Producing next-generation drugs for the global market

The Belgium Biomanufacturing Operations Centre will enable the bioproduction of new-generation drugs for the global market. It will take a total of eight weeks to produce a finished product. Six weeks to amplify the cells and develop the antibodies. Two weeks to purify them. Among other things, UCB will manufacture its injectable product for treating psoriasis, Bimzelx. The project also targets other diseases in the field of immunology.

An example of sustainability

Equipped with the latest digital and artificial intelligence technologies, the new biotechnology production line also aims to be exemplary in terms of sustainability and energy savings, both in terms of the design of the building and the production processes used.
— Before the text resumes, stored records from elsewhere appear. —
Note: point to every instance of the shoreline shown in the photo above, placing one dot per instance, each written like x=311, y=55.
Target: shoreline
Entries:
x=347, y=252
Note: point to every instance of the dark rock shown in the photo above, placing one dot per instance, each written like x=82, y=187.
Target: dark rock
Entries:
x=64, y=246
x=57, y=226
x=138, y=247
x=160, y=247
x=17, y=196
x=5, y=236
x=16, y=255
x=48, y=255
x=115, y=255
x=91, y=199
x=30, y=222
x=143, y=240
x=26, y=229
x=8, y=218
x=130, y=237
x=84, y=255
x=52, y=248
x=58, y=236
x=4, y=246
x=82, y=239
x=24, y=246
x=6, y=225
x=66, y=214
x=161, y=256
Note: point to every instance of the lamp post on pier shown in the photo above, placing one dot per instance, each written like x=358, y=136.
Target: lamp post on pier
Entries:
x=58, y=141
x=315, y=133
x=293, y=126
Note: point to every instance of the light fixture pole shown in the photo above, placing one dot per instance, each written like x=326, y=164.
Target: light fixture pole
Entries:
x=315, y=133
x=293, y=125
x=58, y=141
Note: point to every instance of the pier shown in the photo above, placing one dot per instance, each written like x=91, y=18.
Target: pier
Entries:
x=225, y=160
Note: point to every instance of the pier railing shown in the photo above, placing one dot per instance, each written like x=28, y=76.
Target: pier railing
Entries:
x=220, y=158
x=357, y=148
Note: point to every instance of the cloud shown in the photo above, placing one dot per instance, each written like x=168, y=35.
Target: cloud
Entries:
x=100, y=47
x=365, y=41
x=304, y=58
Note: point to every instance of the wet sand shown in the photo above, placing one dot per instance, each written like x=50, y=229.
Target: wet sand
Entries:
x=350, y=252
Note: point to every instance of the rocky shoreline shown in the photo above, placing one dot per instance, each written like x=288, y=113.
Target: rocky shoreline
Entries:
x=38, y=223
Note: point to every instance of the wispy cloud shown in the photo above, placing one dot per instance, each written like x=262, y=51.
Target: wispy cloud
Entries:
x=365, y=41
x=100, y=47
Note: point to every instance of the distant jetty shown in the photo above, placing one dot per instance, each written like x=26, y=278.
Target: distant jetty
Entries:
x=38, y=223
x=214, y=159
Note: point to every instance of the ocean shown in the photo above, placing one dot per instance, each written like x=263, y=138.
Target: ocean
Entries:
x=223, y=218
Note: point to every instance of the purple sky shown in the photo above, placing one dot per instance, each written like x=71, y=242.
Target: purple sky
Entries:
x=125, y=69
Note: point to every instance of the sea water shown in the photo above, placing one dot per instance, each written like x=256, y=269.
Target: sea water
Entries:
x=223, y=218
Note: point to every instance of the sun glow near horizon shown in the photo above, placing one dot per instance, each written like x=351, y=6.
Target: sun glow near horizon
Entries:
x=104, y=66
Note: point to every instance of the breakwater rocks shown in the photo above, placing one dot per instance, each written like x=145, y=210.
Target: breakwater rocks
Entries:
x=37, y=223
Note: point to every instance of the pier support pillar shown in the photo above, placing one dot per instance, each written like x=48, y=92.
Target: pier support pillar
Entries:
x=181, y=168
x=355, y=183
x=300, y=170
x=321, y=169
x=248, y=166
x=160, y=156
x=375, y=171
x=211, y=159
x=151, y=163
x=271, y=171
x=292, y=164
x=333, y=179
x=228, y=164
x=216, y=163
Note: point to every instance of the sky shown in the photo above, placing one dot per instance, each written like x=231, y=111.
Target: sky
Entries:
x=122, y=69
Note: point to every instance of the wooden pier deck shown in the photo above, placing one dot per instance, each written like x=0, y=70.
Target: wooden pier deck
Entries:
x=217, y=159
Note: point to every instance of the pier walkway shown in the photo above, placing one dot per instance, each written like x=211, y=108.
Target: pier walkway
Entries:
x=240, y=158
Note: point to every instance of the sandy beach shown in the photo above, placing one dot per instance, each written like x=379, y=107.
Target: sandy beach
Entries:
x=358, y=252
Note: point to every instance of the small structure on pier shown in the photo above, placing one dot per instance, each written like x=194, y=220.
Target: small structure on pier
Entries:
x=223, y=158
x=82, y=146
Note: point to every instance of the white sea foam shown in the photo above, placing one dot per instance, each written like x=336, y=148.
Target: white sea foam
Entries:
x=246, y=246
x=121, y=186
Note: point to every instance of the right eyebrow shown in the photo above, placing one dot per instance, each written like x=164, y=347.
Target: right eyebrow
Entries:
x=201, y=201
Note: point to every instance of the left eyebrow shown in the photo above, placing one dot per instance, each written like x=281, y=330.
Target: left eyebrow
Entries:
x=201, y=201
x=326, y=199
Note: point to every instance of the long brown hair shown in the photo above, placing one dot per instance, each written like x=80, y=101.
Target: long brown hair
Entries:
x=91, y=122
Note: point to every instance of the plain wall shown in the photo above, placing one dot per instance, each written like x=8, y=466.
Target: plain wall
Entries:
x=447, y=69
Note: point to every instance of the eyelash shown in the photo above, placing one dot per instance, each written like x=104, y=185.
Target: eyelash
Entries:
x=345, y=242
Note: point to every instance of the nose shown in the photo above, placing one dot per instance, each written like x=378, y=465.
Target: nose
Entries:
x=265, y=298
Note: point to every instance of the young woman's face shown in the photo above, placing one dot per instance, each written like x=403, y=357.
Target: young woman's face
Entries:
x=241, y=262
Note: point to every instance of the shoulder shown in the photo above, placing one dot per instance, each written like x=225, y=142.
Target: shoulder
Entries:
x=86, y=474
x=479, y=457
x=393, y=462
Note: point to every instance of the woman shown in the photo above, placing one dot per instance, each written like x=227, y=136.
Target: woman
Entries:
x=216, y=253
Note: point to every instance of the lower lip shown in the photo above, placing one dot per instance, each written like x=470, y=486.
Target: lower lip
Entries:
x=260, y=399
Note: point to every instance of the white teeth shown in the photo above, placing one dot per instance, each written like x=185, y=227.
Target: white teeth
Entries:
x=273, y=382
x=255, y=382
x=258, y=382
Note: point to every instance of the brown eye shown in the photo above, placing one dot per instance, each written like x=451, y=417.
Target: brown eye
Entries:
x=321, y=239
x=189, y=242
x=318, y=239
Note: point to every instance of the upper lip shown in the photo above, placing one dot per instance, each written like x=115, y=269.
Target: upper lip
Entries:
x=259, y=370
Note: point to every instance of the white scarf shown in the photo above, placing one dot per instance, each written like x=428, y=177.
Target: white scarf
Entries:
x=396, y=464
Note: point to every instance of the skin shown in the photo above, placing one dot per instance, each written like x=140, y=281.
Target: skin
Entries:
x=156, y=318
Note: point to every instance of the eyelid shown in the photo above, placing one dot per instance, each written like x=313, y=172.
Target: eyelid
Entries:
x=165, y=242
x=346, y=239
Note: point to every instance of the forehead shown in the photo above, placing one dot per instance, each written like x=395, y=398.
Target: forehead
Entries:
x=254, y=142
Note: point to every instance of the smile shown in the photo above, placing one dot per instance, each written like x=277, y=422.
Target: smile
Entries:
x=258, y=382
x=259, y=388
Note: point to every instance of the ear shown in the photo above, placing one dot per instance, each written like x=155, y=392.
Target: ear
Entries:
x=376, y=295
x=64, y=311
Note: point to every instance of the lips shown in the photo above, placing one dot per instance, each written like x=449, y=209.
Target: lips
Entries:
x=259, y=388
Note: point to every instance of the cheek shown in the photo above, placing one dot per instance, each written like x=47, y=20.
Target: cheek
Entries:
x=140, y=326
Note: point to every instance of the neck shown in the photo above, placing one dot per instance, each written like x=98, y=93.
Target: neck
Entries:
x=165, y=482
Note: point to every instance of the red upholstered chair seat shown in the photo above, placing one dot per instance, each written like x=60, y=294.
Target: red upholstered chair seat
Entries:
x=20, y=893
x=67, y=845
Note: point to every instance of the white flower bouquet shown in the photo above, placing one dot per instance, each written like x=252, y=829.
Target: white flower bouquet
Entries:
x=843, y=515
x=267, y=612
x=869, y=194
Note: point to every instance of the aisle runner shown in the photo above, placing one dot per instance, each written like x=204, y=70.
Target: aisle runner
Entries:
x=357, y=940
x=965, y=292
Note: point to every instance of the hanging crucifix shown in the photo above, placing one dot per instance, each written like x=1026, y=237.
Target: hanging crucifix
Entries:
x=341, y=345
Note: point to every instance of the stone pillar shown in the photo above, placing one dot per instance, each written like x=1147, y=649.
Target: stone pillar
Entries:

Thanks to the collaboration with the municipality of Braine-l'Alleud, the campus is connected to the largest field of photovoltaic panels in the province of Walloon Brabant. This direct connection to the 32,000 panels means savings of 25% on its average annual electricity consumption. Water saving is also at the heart of the approach, with a wastewater recovery system that reduces water consumption by 20%.

The aim is to reduce CO2 emissions on the UCB campus by 38% by 2030 (compared with 2015).